Je suis reconnaissante et honorée que le cégep de Saint-Jérôme m’ait octroyé ce rôle. L’école a toujours été extrêmement importante pour moi. Dans ma famille, c’est une valeur qui nous a été transmise puisque ma mère est enseignante. Je veux montrer aux élèves qu’il est possible de faire du sport de haut niveau tout en poursuivant ses études. Il est important de le faire pour préparer son après-carrière, mais aussi parce que ça fait du bien d’avoir autre chose dans sa vie; il ne faut pas mettre tous ses œufs dans le même panier comme dirait ma mère! Je veux aussi transmettre aux jeunes qu’il est important d’aller jusqu’au bout de ses rêves, qu’ils soient en sport, en musique, en art ou en lien avec les études. Tout est possible quand on y croit.
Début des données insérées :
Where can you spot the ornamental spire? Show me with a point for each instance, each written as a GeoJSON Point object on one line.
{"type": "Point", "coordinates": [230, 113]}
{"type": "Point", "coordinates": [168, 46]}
Je fais déjà beaucoup de conférences dans les écoles primaires, donc j’ai déjà un peu ce rôle de porte-parole à travers les Laurentides. J’adore leur raconter mes histoires de voyage, mes aventures, leur montrer mes photos et voir les étoiles dans leurs yeux. Si je peux faire une différence dans leur vie, c’est tout ce qui compte pour moi.

Malgré que tu sois toi-même l’idole de plusieurs jeunes sportifs, as-tu encore un modèle ou un mentor aujourd’hui?

J’admire énormément mon coéquipier Alex Harvey, qui est lui-même athlète-étudiant. Il est non seulement un skieur extraordinaire et très performant, mais aussi un excellent étudiant de droit. Je trouve qu’il véhicule un beau message de réussite et il m’inspire. Même s’il est aujourd’hui champion du monde au 50 km, il reste terre-à-terre et poursuit ses études.

Même si tu dois te concentrer sur les entraînements et compétitions en vue des Jeux olympiques, as-tu déjà d’autres projets en tête?

Je suis présentement en train de faire un baccalauréat en Intervention sportive et un certificat en gestion de projet et j’ai la chance d’être soutenue par Formica Canada, une commandite qui m’aide à me concentrer sur ma préparation et mes performances sportives. Éventuellement, lorsque mes études et ma carrière de skieuse seront terminées, j’aimerais bien travailler au Comité olympique canadien (COC) afin de retransmettre ma passion pour le sport et partager mon expérience. Je trouve que ça serait une belle continuité pour moi et une belle manière de retransmettre toute l’aide que j’ai reçue durant ma carrière.